For states like Texas that have hot, humid summers, weather impacts more than personal comfort. It’s easy to let your kids run wild outdoors and swim all day at the pool, but with temperatures reaching over 100°F, you should take proper precautions so you and your children don’t wind up in the ER. If your child is off to summer camp, make sure you talk to camp supervisors and instructors about what precautions they have in place to prevent the following:
1. Heat Stroke
You would think that heat would cause you to sweat more, but prolonged exposure to extreme heat can cause problems with the body’s ability to regulate temperature and maintain homeostasis. Did you know that your body’s ability to sweat is actually the first thing to shut down during prolonged heat exposure? Your body needs to sweat to cool itself down, and many other processes begin to shut down when this system fails. So, if your body cannot cool down and your temperature rises to 104℉ or higher, you will need to be taken to the ER to prevent organ damage from heat stroke. Heat stroke can be particularly dangerous for children, who may have trouble identifying the symptoms and seeking help. Parents and camp counselors need to limit the amount of time a child is out in the sun to ensure summer safety.

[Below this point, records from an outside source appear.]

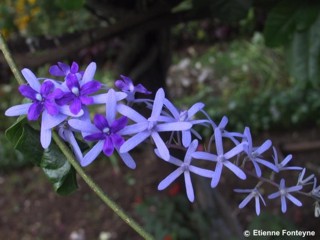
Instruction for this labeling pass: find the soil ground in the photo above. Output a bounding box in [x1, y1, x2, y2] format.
[0, 127, 320, 240]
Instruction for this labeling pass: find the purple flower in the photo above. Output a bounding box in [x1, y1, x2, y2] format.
[242, 127, 278, 177]
[297, 168, 315, 186]
[311, 178, 320, 198]
[56, 62, 101, 114]
[268, 179, 303, 213]
[5, 68, 81, 148]
[207, 116, 243, 145]
[192, 128, 246, 188]
[115, 75, 151, 102]
[68, 89, 136, 168]
[118, 88, 192, 161]
[156, 140, 214, 202]
[161, 99, 208, 147]
[49, 61, 82, 80]
[234, 188, 266, 215]
[272, 147, 302, 171]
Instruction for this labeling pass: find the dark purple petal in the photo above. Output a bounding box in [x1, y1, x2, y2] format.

It’s great to hang outside in the summer, but if the temperature reaches 90°F or higher, your body will lose water pretty quickly—half a gallon of water every ten minutes to be exact. Besides lethargy, dizziness, and nausea, dehydration can lead to many serious health conditions. Additionally, children may forget to drink while they play. Always keep a sports bottle nearby and remind them to drink frequently to prevent dehydration.
3. Breathing Difficulties
Heat and humidity can also make it hard to breathe, especially for those with asthma or other respiratory conditions. What can you do if you can’t control the heat? Start by avoiding frequent transitions from hot to cool, or cool to hot. Keeping your environment consistent and your medication handy will also help prevent an asthma emergency. Summer safety also involves teaching asthmatic children how to use their rescue inhalers and training children to take their inhalers with them wherever they go.

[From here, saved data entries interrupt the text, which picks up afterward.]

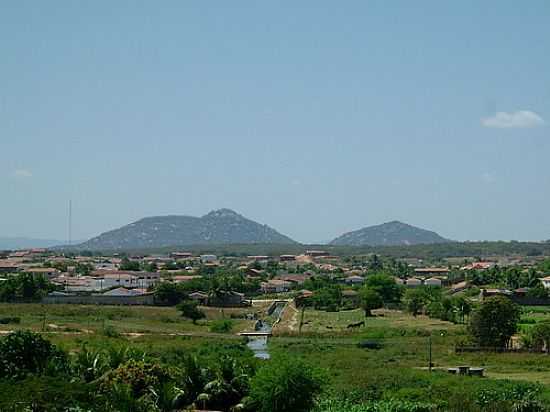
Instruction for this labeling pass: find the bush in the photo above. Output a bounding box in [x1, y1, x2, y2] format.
[209, 319, 235, 333]
[102, 325, 121, 338]
[249, 356, 324, 412]
[0, 330, 70, 380]
[0, 316, 20, 324]
[177, 300, 206, 324]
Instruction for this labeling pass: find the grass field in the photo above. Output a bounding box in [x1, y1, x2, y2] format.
[3, 302, 550, 408]
[0, 303, 266, 335]
[269, 304, 550, 403]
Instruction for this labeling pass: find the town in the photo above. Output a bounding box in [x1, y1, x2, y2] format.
[1, 244, 550, 411]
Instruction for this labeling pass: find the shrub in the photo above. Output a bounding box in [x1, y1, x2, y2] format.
[0, 316, 20, 324]
[0, 330, 70, 380]
[209, 319, 235, 333]
[102, 325, 121, 338]
[249, 356, 324, 412]
[469, 296, 521, 348]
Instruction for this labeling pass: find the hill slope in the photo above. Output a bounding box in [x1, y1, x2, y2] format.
[0, 237, 67, 250]
[330, 221, 450, 247]
[77, 209, 297, 250]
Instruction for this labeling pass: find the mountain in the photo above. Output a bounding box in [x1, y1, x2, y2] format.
[329, 221, 450, 247]
[0, 237, 67, 250]
[77, 209, 297, 250]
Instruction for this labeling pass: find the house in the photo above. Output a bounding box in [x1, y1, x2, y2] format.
[344, 275, 365, 285]
[102, 287, 146, 297]
[305, 250, 330, 257]
[188, 291, 209, 305]
[96, 272, 139, 288]
[92, 270, 159, 289]
[414, 267, 449, 277]
[274, 273, 309, 285]
[461, 262, 494, 271]
[0, 261, 19, 274]
[424, 277, 443, 287]
[540, 276, 550, 289]
[260, 279, 292, 293]
[170, 252, 193, 259]
[200, 255, 217, 264]
[25, 267, 60, 279]
[170, 275, 202, 283]
[405, 278, 422, 287]
[51, 275, 96, 292]
[248, 255, 269, 262]
[279, 255, 296, 262]
[480, 288, 513, 300]
[245, 268, 264, 278]
[208, 290, 248, 307]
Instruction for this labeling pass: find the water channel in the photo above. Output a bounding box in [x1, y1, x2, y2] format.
[246, 301, 286, 359]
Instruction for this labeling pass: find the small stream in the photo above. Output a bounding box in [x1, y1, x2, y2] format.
[246, 301, 286, 359]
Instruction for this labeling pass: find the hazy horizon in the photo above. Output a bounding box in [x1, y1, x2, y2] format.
[1, 2, 549, 244]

Skin protection is critical for fun in the sun. To help you choose the right SPF, read our blog here. Remember, you can still catch sunburn on an overcast day. Wearing a hat and staying in the shade when possible can also help to protect your skin. Remember, it doesn’t matter what your skin tone is—everyone is susceptible to sunburn. The best way to train your children to use sunscreen is to make sure they always have sunscreen on hand. Make sure they apply sunscreen at least thirty minutes before they go outside and then reapply according to the SPF you choose.